Gustav Paulay, curator of marine malacology at the Florida Museum of Natural History, talks about larval crab development and how DNA analysis and comparisons of larval and adult crabs helps increase our understanding of different crab species.

Interview and videos produced by Anthony Rinaldo for Explore Research at the University of Florida.


Gustav Paulay: One of the most interesting groups we work on among marine life, invertebrate in general, are crabs and we have a very large crab collection, tens of thousands specimens of crabs in the museum. Crabs are fun because they are visual like we are, so actually you can usually tell them apart by your eye, but also because crabs are fairly well-known, so we can do more sophisticated things with them.

One of the interesting things that crabs do, like many marine organisms, is that when they’re babies they are brooded by their mother but then they’re released into the water column.
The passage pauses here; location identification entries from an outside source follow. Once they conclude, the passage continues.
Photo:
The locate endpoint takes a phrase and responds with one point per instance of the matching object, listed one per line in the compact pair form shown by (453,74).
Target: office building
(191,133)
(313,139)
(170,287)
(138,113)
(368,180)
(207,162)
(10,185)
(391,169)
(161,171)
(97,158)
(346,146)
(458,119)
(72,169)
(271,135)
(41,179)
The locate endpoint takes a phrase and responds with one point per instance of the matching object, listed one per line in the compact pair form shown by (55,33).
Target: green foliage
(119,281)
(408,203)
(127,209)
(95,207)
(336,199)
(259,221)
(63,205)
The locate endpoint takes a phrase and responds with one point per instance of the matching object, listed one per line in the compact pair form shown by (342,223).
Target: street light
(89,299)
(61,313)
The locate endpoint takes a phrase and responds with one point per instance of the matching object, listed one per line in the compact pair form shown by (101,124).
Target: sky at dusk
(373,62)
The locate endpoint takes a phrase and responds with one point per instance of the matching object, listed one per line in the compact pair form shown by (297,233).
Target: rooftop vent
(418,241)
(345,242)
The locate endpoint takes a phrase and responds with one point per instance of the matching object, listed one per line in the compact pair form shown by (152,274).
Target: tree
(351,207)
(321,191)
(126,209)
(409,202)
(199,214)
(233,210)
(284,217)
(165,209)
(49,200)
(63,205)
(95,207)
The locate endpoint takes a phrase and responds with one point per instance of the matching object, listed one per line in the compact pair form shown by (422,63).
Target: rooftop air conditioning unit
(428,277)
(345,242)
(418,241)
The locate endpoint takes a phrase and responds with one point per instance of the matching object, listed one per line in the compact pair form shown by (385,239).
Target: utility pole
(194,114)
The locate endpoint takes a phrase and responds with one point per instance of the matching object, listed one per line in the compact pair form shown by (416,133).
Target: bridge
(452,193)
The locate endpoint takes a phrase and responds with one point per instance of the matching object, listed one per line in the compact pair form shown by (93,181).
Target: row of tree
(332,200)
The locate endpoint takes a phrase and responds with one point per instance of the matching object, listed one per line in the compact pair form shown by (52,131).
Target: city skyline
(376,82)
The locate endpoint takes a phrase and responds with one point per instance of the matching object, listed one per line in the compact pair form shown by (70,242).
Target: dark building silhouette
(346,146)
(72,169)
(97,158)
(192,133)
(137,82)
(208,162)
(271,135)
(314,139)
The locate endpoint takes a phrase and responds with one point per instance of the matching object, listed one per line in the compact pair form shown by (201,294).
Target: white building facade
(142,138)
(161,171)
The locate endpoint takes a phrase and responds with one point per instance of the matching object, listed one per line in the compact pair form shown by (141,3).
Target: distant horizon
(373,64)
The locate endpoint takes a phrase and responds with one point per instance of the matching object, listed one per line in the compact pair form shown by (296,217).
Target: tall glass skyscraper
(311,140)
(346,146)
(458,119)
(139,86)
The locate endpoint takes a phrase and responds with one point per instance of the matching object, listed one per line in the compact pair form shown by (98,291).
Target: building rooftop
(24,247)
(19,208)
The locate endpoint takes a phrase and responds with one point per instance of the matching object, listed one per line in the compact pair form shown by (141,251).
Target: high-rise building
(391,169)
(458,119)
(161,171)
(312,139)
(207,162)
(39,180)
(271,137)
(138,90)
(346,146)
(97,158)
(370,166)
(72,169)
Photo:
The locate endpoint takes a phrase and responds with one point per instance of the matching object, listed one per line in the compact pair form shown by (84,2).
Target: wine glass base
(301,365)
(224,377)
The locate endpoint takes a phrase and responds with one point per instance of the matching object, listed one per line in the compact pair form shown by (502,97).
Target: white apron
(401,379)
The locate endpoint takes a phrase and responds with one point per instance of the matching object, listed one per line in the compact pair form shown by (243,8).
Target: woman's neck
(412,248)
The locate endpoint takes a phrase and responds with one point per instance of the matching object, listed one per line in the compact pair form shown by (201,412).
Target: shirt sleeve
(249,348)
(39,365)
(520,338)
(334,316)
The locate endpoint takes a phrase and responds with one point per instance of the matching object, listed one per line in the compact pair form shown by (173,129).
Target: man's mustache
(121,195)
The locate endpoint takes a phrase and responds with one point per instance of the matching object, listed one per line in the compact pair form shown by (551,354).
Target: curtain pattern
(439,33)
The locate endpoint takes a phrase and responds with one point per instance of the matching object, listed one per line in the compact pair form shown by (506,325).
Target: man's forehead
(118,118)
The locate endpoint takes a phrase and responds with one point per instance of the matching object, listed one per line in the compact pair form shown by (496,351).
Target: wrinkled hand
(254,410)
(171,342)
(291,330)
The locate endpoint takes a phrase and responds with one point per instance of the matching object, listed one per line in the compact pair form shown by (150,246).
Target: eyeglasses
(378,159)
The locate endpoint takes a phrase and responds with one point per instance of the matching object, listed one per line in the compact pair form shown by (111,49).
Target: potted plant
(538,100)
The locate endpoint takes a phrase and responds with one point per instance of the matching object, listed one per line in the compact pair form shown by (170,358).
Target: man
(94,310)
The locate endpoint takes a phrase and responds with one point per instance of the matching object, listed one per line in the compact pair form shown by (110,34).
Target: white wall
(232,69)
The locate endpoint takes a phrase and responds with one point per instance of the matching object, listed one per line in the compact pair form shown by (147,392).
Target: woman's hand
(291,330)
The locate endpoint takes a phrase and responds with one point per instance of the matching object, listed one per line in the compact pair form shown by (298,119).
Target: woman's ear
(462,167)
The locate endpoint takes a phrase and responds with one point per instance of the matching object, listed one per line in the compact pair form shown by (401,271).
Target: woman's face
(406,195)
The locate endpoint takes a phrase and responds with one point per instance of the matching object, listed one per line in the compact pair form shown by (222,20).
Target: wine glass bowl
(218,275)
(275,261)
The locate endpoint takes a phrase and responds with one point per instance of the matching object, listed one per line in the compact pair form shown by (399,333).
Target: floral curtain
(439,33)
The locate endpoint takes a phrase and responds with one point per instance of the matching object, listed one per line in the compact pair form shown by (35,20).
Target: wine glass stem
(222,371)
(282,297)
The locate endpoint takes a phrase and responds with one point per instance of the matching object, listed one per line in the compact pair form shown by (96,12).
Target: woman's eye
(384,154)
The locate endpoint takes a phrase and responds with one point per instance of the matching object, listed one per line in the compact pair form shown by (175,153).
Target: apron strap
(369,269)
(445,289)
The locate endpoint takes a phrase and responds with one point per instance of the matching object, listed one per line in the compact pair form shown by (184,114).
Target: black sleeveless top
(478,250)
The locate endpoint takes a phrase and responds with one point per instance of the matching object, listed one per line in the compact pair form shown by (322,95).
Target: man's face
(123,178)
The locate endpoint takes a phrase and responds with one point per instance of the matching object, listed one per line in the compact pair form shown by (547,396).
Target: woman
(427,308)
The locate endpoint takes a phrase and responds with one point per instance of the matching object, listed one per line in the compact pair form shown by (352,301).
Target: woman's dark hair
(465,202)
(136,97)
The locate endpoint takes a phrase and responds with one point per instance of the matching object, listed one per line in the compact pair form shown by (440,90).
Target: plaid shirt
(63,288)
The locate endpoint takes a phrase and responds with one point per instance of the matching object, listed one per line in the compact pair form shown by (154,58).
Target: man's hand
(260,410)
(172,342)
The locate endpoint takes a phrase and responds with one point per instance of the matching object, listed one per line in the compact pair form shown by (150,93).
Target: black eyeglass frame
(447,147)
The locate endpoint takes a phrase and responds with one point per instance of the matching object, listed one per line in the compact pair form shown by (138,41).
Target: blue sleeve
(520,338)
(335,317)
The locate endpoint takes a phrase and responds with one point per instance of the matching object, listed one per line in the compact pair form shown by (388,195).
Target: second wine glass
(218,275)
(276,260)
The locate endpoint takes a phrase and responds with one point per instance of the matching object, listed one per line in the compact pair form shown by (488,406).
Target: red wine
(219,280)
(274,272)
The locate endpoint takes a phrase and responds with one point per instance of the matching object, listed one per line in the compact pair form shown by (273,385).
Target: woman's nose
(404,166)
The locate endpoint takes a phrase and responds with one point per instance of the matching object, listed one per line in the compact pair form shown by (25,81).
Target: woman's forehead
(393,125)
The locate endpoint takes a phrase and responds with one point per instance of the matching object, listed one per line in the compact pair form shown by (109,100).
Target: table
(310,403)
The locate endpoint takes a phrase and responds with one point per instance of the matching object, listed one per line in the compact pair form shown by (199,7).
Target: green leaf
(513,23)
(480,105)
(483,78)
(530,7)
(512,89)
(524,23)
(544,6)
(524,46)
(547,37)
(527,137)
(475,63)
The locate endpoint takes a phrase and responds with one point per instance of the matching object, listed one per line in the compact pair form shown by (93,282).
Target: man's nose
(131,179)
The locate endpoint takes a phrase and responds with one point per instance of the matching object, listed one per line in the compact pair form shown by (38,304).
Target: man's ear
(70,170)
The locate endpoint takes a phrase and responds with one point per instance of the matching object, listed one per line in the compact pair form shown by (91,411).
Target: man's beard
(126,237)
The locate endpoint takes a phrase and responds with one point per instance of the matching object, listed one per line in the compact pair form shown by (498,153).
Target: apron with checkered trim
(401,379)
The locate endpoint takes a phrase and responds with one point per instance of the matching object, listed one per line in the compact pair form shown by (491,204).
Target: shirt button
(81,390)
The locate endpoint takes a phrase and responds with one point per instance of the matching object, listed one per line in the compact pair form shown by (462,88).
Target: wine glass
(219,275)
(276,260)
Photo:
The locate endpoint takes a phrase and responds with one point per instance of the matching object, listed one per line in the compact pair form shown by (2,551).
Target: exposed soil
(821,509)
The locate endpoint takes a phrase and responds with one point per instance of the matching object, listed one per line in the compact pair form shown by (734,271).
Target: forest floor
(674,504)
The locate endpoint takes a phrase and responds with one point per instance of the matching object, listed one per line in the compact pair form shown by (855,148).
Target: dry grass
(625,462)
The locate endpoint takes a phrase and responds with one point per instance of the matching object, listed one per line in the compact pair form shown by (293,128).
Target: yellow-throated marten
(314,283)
So they end up in the plankton floating in the ocean as little itty-bitty, tiny little larval stages and they are still semi recognizable as crustaceans. They’re not as different as a caterpillars from the butterfly, but they are along those lines. You would never be able to tell a particular larval crab form, which looks more like a little shrimp, what particular crab that belongs to.

One of the great things that you can do now with molecular biology, with DNA, is you can get DNA out of the larvae, you can get DNA out of the adult, and match up the larvae with the adult. If there’s a perfect match you know that that larvae belongs to that adult. So we have done a lot of that kind of work.